The results are presented in Fig. 3. Similarly to Fig. 2, Method 1 has a larger error than Methods 2 and 3 for values of p within the simulated region, and the gap widens with increasing p. Methods 2 and 3 provide the best results for the entire range of p. Compared to Methods 2 and 3, BEAST2 is less accurate and has a larger variance for higher values of p. Additionally, BEAST2 has a much longer running time (roughly 1 hour) compared to our methods (less than a second). BEAST2 simulation presented here was conducted using a fixed tree topology. The results for a simulation without a fixed tree topology (running time \(\sim 1.5\) hours) are presented in Supplementary Fig. 2. Furthermore, to test the effect of additional sequences, we conducted simulations with an additional 50 human sequences for selected values of p and a fixed tree topology (running time \(\sim 3\) hours). Supplementary Fig. 3 presents a comparison of estimation errors for various BEAST2 estimators compared to Method 2. Finally, to examine the effect of removing transversion sites, we conducted simulations with different ti/tv ratios showing that decreasing the ti/tv ratio does not result in bias (Supplementary Fig. 4).

Fig. 3
figure 3

Comparison of our methods with BEAST2 estimator using simulated data. The right plot shows a zoom-in view of the left plot, focusing on values of p between 0 and \(20\%\). Each point in the plot represents the average of 5 runs, while the shaded regions indicate the range of estimations obtained. We note that in order to compare to our methods we only present here point estimates for BEAST2 (posterior means) and not the HPD of the full posterior distribution

Real data results

As the final step of our experiments, we apply our methods to real-world data to determine the TMRCA of the modern human and Neanderthal, Denisovan, and chimpanzee mtDNA genomes. A schema of our estimation process is provided in Fig. 4. Table 1 displays the uncalibrated distances between modern humans and each sequence, compared to the estimates from BEAST2. The presented TMRCA represents an average of the TMRCA obtained from 55 modern human mtDNA sequences of diverse origins [26]. Table 2 presents the TMRCA in kya (kilo-years ago) of the modern human and each sequence. We note that if some of the modern human sequences were very close to one another, a weighted average would be more appropriate, considering the proximity of sequences and giving sequences closer to one another a smaller weight. As the sequences in our case are from diverse origins, a uniform average is a good approximation. An alternative strategy to calculating the average TMRCA with all human mtDNA sequences is to use the RSRS instead.

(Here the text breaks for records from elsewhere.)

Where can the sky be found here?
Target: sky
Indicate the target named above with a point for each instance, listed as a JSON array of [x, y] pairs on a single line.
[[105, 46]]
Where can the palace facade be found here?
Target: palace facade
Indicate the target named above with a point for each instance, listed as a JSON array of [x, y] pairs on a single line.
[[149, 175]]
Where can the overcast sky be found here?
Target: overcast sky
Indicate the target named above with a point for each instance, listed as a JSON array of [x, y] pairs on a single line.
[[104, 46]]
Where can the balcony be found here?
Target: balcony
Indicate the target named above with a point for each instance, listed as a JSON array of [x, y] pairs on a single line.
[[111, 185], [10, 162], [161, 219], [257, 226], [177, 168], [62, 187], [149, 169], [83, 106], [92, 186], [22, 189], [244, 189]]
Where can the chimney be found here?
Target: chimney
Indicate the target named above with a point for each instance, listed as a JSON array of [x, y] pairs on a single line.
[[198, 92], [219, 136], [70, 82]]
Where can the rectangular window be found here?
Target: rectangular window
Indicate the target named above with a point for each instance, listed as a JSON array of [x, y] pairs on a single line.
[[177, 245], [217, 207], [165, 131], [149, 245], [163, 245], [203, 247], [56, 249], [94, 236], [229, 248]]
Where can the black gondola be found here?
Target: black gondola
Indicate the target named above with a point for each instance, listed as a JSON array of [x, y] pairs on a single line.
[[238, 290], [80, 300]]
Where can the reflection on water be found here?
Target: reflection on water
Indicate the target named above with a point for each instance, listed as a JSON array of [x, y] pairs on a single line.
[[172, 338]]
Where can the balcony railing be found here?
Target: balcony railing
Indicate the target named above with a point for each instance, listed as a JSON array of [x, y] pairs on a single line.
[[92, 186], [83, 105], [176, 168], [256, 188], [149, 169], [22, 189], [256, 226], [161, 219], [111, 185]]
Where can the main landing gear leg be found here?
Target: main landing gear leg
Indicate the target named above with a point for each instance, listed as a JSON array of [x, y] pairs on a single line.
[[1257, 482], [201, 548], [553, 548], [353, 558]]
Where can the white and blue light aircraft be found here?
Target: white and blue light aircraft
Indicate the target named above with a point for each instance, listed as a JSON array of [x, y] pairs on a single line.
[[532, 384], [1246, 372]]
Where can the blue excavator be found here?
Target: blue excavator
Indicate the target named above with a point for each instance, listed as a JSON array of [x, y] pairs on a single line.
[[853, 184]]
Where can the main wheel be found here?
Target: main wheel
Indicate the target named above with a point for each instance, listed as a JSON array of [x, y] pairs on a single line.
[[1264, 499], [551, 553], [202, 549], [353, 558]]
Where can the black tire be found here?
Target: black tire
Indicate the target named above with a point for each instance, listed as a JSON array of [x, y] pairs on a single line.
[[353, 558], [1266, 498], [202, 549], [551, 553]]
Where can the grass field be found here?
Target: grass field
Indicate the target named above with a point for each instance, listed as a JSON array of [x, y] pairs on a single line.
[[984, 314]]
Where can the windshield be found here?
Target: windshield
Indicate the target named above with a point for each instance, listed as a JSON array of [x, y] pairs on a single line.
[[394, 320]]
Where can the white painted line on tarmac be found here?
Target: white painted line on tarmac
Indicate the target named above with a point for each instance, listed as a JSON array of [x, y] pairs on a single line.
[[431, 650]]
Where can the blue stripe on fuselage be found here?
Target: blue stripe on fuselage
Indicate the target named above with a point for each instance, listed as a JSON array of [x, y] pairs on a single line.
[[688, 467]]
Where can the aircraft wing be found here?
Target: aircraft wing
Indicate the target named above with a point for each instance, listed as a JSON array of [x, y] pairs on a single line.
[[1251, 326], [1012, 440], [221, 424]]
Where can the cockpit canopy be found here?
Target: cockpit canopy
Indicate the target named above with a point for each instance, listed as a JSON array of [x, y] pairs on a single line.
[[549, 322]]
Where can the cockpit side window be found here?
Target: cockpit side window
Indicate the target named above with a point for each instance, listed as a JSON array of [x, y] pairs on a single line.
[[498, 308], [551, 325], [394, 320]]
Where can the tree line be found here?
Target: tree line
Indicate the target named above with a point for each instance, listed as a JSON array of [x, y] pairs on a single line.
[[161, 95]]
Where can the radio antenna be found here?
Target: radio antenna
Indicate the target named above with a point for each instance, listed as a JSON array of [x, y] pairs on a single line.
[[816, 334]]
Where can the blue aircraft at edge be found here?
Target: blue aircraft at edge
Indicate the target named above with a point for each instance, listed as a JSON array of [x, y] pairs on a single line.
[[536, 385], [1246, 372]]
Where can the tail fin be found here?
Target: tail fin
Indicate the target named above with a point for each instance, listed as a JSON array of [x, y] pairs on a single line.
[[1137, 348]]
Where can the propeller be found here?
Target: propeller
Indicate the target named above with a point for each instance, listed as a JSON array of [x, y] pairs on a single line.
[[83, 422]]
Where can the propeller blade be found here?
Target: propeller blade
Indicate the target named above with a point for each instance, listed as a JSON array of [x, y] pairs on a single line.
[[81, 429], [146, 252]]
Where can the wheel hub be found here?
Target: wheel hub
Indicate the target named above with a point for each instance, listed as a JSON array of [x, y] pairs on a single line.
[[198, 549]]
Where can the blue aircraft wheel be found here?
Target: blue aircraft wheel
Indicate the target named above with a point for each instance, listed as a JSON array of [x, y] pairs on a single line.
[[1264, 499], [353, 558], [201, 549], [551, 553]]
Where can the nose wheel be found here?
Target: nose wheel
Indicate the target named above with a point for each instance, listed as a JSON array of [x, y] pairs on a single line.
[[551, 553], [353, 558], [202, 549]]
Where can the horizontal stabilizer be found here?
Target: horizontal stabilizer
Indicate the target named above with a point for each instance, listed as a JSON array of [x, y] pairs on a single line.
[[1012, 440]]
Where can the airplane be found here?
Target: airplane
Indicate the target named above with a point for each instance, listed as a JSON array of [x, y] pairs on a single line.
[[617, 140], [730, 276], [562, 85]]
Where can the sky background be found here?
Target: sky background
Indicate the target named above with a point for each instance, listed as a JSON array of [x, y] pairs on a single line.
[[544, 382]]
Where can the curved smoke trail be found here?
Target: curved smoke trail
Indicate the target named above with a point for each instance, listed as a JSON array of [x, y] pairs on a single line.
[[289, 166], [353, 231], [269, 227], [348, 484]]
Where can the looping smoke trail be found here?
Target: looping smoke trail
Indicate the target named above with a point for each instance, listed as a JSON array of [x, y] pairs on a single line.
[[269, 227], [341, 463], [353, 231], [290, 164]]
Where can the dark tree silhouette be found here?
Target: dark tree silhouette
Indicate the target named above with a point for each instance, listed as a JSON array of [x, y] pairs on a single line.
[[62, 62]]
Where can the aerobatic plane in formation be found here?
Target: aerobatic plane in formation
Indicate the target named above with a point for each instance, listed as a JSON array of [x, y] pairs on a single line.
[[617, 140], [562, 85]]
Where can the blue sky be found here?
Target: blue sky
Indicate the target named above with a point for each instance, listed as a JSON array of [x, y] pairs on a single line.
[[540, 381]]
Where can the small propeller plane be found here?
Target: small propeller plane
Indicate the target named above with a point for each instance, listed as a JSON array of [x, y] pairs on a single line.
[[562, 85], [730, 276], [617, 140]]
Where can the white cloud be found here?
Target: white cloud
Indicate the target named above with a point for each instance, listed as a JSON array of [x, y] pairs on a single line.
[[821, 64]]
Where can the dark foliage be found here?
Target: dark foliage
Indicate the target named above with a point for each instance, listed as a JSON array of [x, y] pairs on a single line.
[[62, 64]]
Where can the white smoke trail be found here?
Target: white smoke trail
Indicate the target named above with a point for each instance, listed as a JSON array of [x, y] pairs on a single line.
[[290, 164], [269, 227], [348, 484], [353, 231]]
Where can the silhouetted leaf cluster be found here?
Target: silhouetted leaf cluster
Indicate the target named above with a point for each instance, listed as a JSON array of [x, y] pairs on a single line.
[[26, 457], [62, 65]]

Moreover, we can use the MRCA of Neanderthals instead of using all Neanderthal sequences and the same for any other population with a confidently known MRCA, resulting in one estimate instead of multiple pairwise estimates. This strategy involves combining different possibly noisy TMRCAs (one for each population and one for the distance between the populations).

Fig. 4
figure 4

We used the following schema to obtain estimates for the time distance between real-world sequences: We first extracted \(\vec {X}_{mtDNA}\) from Phylotree. Then, we determined the binary vector \(\vec {Z}\) that denotes the differences between the RSRS and the sequence in consideration. We removed from both \(\vec {X}_{mtDNA}\) and \(\vec {Z}\) the phylogeny transversion sites and sequences transversion sites as explained in Fig. 1. We applied our estimation methods using \(\vec {X}_{mtDNA}\) and \(\vec {Z}\) as input to get uncalibrated p and calibrated p as explained in Calibration section. Finally, the TMRCA of the examined sequence and humans is given by \(TMRCA = \frac{1}{2}(T_{RSRS}+T_{Sequence}+p_{calibrated})\)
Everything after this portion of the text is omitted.